Two mantras emerged from Frontier’s Investor Day webcast today: “Our future is fiber” and “Do what cable can’t.” These mantras are driving the company’s plans, announced today, for fiber expansion through 2025 and beyond.
The company’s strategy, now that it has shed debt through a bankruptcy process, is to “continue to be the largest pure play fiber provider,” said Nick Jeffery, Frontier President and CEO, on the webcast today.
To support that goal, the company said it will deploy fiber to 600,000 additional locations by the end of 2021, bringing the total number of locations to which the company offers fiber broadband to 4 million – an initiative known as Wave 1.
Wave 2 will span 2022 to 2025, when the company will make fiber available to 6 million additional locations, bringing the company’s reach to 10 million locations by 2025. Beginning next year, the company will begin offering a 2 Gbps symmetrical service, which according to Jeffery, “cable can’t match.”
The Wave 3 fiber expansion has not yet been defined but will include more rural areas where the company expects to see government funding opportunities available to help cover deployment costs.
“We expect to be an active participant in these programs,” said Scott Beasley, Frontier’s chief financial officer, on the webcast.
Currently Frontier’s cost to deploy fiber per home passed is running in the $500 to $600 range but will increase to the $900 to $1,000 range in Wave 2. The company expects to see take rates in the 15% to 20% range within a year of making service available to an area, reaching a “steady state” take rate in the mid-40% range within several years.

In 88% of its markets, the company has no competitor or only one, according to the slides from today’s presentation.
Doing “What Cable Can’t”
Frontier will be able to offer 2 Gbps service, in large part, through a simple optics change, said Veronica Bloodworth, chief network officer for the company, on the webcast.
“The network is already 10 Gbps capable,” she said.
The company’s claims about the superiority of its service are based largely on limitations of the cable network design that make it difficult for cable companies to broadly match upstream speeds with downstream speeds at a time when customers are using more upstream bandwidth than they did in the past.
Bloodworth also argued that fiber networks have a lower cost to maintain and have lower energy requirements.
The SMB Market and Wave 3
Frontier also said today that it expects to focus more closely on the small and medium-size business market, targeting that market with virtually the same offer that will be available to residential customers.
Jeffery noted that the company has one million small and medium size businesses in its footprint.
Regarding the Wave 3 markets not yet targeted for a Frontier fiber expansion, Beasley said the company is open to asset sales, partnerships, asset swaps and other options.
“Initially we thought we would do the best we can” in making broadband available to these markets, perhaps by using a combination of copper and fiber.
Over time, however, the company has been thinking more aggressively about this market, particularly considering the strong valuations that sellers achieved in this market – an apparent reference to deals such as the one involving Lumen announced yesterday.
What About the Brand?
As it charts its new course, Frontier will need to decide what to do about its brand, which has suffered as a result of the company’s bankruptcy and loss of DSL customers to faster cable service.
Jeffery said the company is “in the middle of a full review” of brand attributes and customer attitudes toward the company and will consider various options based on that review.
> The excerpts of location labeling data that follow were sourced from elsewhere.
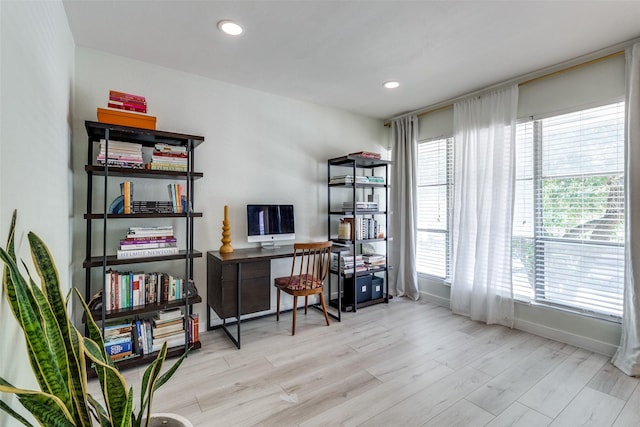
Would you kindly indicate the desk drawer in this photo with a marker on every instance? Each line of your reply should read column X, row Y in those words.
column 222, row 282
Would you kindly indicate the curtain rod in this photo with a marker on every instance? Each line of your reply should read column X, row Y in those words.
column 535, row 76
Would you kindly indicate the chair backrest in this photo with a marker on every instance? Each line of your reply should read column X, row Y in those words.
column 311, row 259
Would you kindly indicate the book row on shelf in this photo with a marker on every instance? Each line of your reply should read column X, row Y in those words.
column 366, row 155
column 350, row 263
column 127, row 101
column 169, row 158
column 133, row 289
column 125, row 203
column 164, row 157
column 143, row 242
column 360, row 206
column 359, row 179
column 364, row 228
column 128, row 339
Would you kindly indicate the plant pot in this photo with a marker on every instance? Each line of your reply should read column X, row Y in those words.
column 168, row 420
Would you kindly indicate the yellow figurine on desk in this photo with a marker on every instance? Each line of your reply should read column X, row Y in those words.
column 226, row 233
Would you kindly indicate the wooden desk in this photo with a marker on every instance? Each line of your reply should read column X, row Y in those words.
column 239, row 283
Among those would be a new brand or a sub-brand.
The company’s core focus, however, “is on changing what we do,” Jeffery said.
Yes, sub-brand more than likely. What a joke this company is and touting 2 gig service when you cannot supply a 20 meg service.
All they do is the cream and let the other rural people suffer. Then again who needs 2 gig service, no-one. No-one even needs a 1 gig service. The most any individual needs is 10megs. If you need more, then you have bad equipment and router. The latency issue with most devices and the interference cheap routers have in the home is a major issue. Then again, look at the FCC and their crap not regulating the stupid hype we hear from these clowns and not address the complaints against this business and others against single providers.
That’s simply not true. I need more, and I have a good router.